Faro Technologies Inc. confirmed that it has resolved Foreign Corrupt Practices Act offenses with the Department of Justice and the Securities and Exchange Commission. The DOJ settlement requires payment of a $1.1 million criminal penalty and entry into a two-year non-prosecution agreement with appointment of a compliance monitor. In settling with the SEC, Faro will pay about $1.85 million in disgorgement and prejudgment interest.
Florida-based Faro — which designs, develops, and markets software and portable, computerized measurement devices — self-disclosed potential FCPA violations in China to U.S. authorities in March 2006. It announced an anticipated settlement with prosecutors in its October 30, 2007 earnings release (see our post here).
Faro began selling its products directly to customers in China in 2003 through a Shanghai-based subsidiary, Faro China. In 2004 and 2005, a Faro employee authorized corrupt payments in the form of “referral fees” directly to employees of state-owned or controlled entities to secure business. It made illicit payments of $444,492 to obtain contracts worth about $4.9 million, and its net profit from the contracts was $1,411,306.
Faro employees routed the corrupt payments through a shell company to “avoid exposure,” according to internal e-mails. The employees also caused Faro China to enter into a bogus service contract with an intermediary, using it to pay the bribes. The intermediary aggregated the payments and invoiced Faro for reimbursement under the service contract. In its books and records, Faro falsely recorded the bribes as referral fees. The DOJ and SEC said the company failed to devise and maintain a system of internal controls for foreign sales sufficient to ensure compliance with the FCPA.
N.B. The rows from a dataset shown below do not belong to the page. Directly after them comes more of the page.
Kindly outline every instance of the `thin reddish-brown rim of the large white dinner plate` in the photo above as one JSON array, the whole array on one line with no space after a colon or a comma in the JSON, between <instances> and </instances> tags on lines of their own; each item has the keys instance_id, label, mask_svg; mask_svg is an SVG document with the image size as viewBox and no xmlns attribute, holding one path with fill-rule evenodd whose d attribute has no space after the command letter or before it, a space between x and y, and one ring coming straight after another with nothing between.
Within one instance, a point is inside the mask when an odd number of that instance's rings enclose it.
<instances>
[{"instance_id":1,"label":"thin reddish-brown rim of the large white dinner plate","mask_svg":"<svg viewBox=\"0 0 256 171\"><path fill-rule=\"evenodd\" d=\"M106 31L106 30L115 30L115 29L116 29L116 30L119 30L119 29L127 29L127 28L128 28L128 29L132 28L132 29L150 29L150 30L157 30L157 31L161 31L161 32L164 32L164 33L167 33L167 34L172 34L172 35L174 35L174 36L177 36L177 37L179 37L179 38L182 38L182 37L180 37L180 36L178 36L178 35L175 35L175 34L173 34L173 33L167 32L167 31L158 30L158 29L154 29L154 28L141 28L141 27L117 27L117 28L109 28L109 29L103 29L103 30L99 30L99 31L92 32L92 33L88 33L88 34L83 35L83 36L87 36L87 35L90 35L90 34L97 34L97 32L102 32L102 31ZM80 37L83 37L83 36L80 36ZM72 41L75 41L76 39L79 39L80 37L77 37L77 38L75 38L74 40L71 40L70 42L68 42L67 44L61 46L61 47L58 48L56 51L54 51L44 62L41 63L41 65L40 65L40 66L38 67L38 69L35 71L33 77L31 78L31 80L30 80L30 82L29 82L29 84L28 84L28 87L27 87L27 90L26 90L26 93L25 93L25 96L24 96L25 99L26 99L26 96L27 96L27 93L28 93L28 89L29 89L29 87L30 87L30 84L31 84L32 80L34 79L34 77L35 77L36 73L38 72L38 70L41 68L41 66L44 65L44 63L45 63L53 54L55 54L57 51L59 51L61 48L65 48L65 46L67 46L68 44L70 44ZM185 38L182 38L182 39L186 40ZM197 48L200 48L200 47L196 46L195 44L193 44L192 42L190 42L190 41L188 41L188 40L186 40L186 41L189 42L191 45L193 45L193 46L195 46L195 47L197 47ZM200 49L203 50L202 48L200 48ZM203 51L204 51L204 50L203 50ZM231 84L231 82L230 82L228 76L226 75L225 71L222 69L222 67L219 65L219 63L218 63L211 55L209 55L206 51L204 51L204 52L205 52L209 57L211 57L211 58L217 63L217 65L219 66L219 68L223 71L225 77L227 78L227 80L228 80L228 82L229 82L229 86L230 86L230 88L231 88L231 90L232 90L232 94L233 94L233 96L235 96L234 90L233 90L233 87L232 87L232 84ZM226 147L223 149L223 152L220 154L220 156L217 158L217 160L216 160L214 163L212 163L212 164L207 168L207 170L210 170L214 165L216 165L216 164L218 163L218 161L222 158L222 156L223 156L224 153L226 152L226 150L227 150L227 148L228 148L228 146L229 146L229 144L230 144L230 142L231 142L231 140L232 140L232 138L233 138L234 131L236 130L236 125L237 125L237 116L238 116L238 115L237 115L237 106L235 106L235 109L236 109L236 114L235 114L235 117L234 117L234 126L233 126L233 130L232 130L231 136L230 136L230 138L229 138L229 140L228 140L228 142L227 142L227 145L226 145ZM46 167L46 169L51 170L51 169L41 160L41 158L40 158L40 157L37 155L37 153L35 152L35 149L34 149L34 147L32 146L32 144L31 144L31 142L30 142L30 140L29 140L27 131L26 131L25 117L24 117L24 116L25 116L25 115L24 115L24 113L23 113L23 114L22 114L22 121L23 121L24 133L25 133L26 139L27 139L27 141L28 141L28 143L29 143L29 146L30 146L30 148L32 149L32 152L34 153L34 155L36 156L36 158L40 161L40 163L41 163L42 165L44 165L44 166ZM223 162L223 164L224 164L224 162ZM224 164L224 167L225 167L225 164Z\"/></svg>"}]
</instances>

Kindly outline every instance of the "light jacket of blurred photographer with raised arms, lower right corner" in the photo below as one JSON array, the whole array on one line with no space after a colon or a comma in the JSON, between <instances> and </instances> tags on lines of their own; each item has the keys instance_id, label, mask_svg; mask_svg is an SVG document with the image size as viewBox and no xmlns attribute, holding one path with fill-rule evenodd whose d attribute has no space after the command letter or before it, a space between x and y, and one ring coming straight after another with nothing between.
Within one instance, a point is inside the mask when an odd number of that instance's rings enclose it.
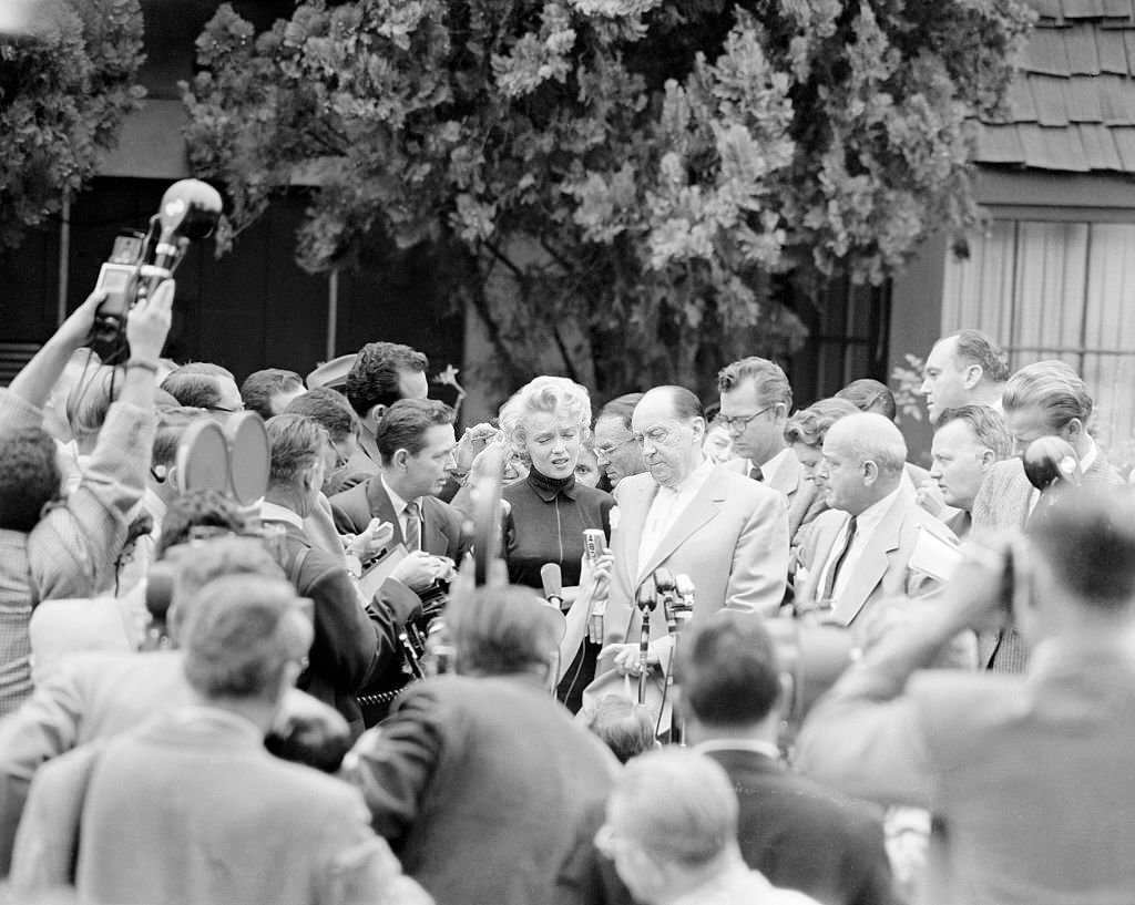
<instances>
[{"instance_id":1,"label":"light jacket of blurred photographer with raised arms, lower right corner","mask_svg":"<svg viewBox=\"0 0 1135 905\"><path fill-rule=\"evenodd\" d=\"M864 661L809 717L802 769L850 795L933 807L951 905L1135 902L1135 636L1057 638L1025 675ZM868 675L869 670L869 675Z\"/></svg>"}]
</instances>

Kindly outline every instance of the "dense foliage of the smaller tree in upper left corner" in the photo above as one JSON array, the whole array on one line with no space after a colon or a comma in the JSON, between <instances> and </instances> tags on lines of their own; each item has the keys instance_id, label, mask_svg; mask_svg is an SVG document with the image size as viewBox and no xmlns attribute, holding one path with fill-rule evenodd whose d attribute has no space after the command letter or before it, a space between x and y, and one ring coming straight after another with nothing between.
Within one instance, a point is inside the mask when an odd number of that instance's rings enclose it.
<instances>
[{"instance_id":1,"label":"dense foliage of the smaller tree in upper left corner","mask_svg":"<svg viewBox=\"0 0 1135 905\"><path fill-rule=\"evenodd\" d=\"M0 252L94 176L144 91L137 0L40 0L0 36Z\"/></svg>"}]
</instances>

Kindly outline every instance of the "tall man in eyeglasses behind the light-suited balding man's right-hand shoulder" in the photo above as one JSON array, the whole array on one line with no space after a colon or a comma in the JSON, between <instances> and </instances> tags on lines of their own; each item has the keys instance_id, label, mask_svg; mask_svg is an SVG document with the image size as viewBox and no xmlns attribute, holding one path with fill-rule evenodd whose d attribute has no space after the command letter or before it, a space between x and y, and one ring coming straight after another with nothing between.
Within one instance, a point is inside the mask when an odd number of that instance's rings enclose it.
<instances>
[{"instance_id":1,"label":"tall man in eyeglasses behind the light-suited balding man's right-hand shoulder","mask_svg":"<svg viewBox=\"0 0 1135 905\"><path fill-rule=\"evenodd\" d=\"M738 458L728 467L760 481L789 501L789 530L796 535L815 499L816 485L804 480L800 460L784 442L792 412L792 387L780 365L749 356L717 374L721 414Z\"/></svg>"}]
</instances>

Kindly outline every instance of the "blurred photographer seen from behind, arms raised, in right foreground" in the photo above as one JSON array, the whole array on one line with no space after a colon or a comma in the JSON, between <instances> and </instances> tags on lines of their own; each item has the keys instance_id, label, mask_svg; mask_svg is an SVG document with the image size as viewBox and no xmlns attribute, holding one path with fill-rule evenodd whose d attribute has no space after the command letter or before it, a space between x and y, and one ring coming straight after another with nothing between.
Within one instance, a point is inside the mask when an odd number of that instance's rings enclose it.
<instances>
[{"instance_id":1,"label":"blurred photographer seen from behind, arms raised, in right foreground","mask_svg":"<svg viewBox=\"0 0 1135 905\"><path fill-rule=\"evenodd\" d=\"M934 809L950 870L927 902L1135 902L1133 502L1083 490L1040 510L1011 557L1003 540L974 545L924 618L869 650L805 724L802 772ZM1033 651L1025 675L931 668L958 632L1003 624L1009 600Z\"/></svg>"}]
</instances>

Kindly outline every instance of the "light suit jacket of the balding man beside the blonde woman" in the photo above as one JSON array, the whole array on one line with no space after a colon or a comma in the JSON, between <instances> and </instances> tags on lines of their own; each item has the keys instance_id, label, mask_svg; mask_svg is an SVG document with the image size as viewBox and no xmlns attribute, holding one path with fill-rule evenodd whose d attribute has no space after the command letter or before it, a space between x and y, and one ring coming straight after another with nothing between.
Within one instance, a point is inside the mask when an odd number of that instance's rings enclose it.
<instances>
[{"instance_id":1,"label":"light suit jacket of the balding man beside the blonde woman","mask_svg":"<svg viewBox=\"0 0 1135 905\"><path fill-rule=\"evenodd\" d=\"M690 576L697 589L693 620L722 607L775 614L788 575L788 504L784 496L723 466L709 473L701 490L641 568L642 526L658 484L649 473L624 477L615 488L617 525L612 517L614 567L605 634L608 642L637 641L634 595L639 575L665 566ZM651 635L666 634L661 612Z\"/></svg>"}]
</instances>

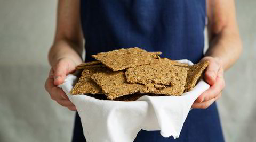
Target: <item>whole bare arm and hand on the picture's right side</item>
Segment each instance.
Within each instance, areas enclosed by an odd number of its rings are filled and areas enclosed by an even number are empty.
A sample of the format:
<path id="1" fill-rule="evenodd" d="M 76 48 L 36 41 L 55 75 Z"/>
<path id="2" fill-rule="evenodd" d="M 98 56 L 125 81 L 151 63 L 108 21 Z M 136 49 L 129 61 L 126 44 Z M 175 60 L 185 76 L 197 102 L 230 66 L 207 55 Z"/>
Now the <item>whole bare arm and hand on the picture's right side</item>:
<path id="1" fill-rule="evenodd" d="M 224 70 L 231 67 L 242 52 L 234 0 L 207 0 L 206 3 L 209 49 L 201 61 L 210 62 L 204 73 L 204 79 L 210 84 L 210 88 L 194 102 L 192 108 L 195 109 L 206 109 L 221 97 L 225 87 Z"/>

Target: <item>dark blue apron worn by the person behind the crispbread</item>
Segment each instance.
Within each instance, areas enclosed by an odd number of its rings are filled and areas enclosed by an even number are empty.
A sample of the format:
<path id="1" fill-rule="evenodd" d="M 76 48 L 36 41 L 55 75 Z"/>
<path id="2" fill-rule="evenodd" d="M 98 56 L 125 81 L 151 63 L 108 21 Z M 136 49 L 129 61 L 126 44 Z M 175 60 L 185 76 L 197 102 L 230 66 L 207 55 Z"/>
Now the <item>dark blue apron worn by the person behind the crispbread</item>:
<path id="1" fill-rule="evenodd" d="M 204 0 L 82 0 L 85 60 L 92 61 L 98 52 L 137 46 L 197 63 L 203 57 L 205 16 Z M 73 141 L 85 141 L 78 114 Z M 224 141 L 217 105 L 191 110 L 178 139 L 141 130 L 134 141 Z"/>

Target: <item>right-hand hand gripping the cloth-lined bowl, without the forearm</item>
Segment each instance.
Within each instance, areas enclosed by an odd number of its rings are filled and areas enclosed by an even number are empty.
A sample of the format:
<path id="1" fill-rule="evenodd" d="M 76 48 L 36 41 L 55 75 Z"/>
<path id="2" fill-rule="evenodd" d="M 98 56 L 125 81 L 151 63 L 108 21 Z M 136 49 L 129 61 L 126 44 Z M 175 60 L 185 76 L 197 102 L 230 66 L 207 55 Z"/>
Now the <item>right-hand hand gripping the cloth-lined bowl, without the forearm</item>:
<path id="1" fill-rule="evenodd" d="M 210 84 L 210 88 L 204 91 L 193 103 L 194 109 L 206 109 L 214 101 L 221 97 L 221 92 L 225 87 L 224 70 L 218 58 L 204 57 L 201 61 L 209 61 L 209 65 L 204 73 L 205 81 Z"/>

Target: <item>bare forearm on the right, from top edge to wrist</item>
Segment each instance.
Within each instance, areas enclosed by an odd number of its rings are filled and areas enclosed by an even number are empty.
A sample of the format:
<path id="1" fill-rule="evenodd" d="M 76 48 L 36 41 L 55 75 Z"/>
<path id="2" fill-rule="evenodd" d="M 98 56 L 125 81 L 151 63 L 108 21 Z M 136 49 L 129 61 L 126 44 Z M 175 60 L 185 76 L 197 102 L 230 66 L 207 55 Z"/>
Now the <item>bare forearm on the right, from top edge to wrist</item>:
<path id="1" fill-rule="evenodd" d="M 206 4 L 210 41 L 206 56 L 219 58 L 222 68 L 227 70 L 239 58 L 242 51 L 235 2 L 234 0 L 207 0 Z"/>

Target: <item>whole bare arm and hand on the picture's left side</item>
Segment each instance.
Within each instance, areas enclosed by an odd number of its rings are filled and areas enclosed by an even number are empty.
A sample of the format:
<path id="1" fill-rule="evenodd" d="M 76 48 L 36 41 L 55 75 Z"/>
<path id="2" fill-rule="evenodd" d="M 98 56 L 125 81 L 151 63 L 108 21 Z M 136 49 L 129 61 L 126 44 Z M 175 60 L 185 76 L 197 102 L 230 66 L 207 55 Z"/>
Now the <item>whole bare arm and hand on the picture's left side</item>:
<path id="1" fill-rule="evenodd" d="M 58 85 L 82 63 L 83 34 L 79 7 L 80 1 L 58 1 L 57 30 L 48 55 L 52 68 L 45 82 L 51 98 L 73 111 L 76 111 L 75 105 Z"/>

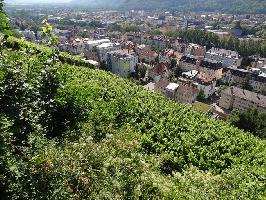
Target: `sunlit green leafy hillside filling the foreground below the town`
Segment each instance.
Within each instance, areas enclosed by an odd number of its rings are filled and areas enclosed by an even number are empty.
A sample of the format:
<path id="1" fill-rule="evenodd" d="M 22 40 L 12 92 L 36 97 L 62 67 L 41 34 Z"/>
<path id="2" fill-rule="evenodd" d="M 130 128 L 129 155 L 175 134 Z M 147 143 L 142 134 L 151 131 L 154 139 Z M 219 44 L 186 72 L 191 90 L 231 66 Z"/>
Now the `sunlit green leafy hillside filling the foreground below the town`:
<path id="1" fill-rule="evenodd" d="M 265 199 L 265 141 L 76 57 L 6 47 L 1 197 Z"/>

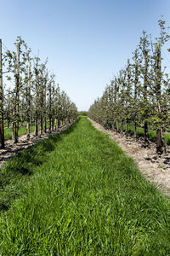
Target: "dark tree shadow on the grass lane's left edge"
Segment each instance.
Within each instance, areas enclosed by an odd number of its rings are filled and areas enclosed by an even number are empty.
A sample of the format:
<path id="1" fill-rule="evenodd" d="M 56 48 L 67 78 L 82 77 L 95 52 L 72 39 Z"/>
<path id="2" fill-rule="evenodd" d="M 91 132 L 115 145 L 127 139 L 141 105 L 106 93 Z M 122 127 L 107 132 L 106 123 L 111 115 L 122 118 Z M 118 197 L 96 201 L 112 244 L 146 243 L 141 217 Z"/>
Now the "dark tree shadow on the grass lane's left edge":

Faro’s own documents, the DOJ said, revealed the extent of the bribery. “Profit lists” reflected the price of contracts and the costs of manufacture, along with line items for “referral fees” of 10%-15% of the contract price that were kickbacks to employees of state-owned customers. The DOJ gave the following examples:
A 2005 profit list for Purchase Order CH2005-VW34 for a purchase by Shanghai Turbine Generator Co., Ltd., a Chinese government entity, shows a contract value of $148,700 and an anticipated referral fee of $14,800, or approximately 10% of the contract value.
A 2005 profit list for Purchase Order Ch-2005-VW50(SW) for a purchase by Jiangxi Changhe Auto Co., Ltd. Hefel Plant, a Chinese government entity, shows a contract value of $53,086 and a referral fee of $8,000, or approximately 15% of the contract value.
Faro’s non-prosecution agreement has a two-year term instead of the usual three years, presumably reflecting the company’s prompt and detailed self-disclosure and effective corrective action. Faro said its estimated costs associated with the monitoring and stepped-up compliance obligations will be “in the range of $1 million to $2 million.”
Neither Faro nor the DOJ explained why it took more than nine months to formally approve the previously announced settlement. We’ve speculated (here) that the Justice Department was delaying settlements involving compliance monitors, including Faro’s, pending some accommodation with lawmakers on safeguards for the appointments. Controversy erupted last year after New Jersey U.S. Attorney Chris Christie appointed his former boss, ex-U.S. Attorney General John Ashcroft, as a monitor in a domestic bribery case for orthopedic device maker Zimmer Holdings Inc. The news that Mr. Ashcroft’s firm could make as much as $52 million from the appointment sent shock waves around Capitol Hill and triggered Congressional hearings.
It appears from FCPA settlements announced in the past month involving Willbros, AGA Medical, and now Faro that monitor appointments are back on track. The solution appears to have been relatively simple. As with Willbros and AGA Medical, Faro will nominate its candidate to act as compliance monitor (after consulting with the DOJ), and the DOJ will have final approval over its choice. Provided the DOJ doesn’t interfere directly and allows Faro and the other companies to pick their own qualified candidates, the selection is taken out of the hands of the DOJ. That should prevent the appearance of political abuse or cronyism in the appointments.
Faro Technologies, Inc. trades on NASDAQ under the symbol FARO.
View the DOJ’s June 5, 2008 news release here.
View the SEC’s Securities Exchange Act of 1934 Release No. 57933 / June 5, 2008, Accounting and Auditing Enforcement Release No. 2836 / June 5, 2008, and Administrative Proceeding File No. 3-13059 here.
View Faro’s June 5, 2008 press release here.
Faro received an NPA rather than a DPA. Here are some links:
By the way, your blog is a real service and a great resource. Thank you.
Good comment. The non-prosecution agreement is less formal than a deferred prosecution agreement. It’s in the form of a letter agreement between the company and the DOJ. The terms are substantively similar to those of a deferred prosecution agreement, but allowing a public company to make the distinction is a nice reward from the DOJ, similar to the shortened term of two years for application of the compliance conditions in the agreement.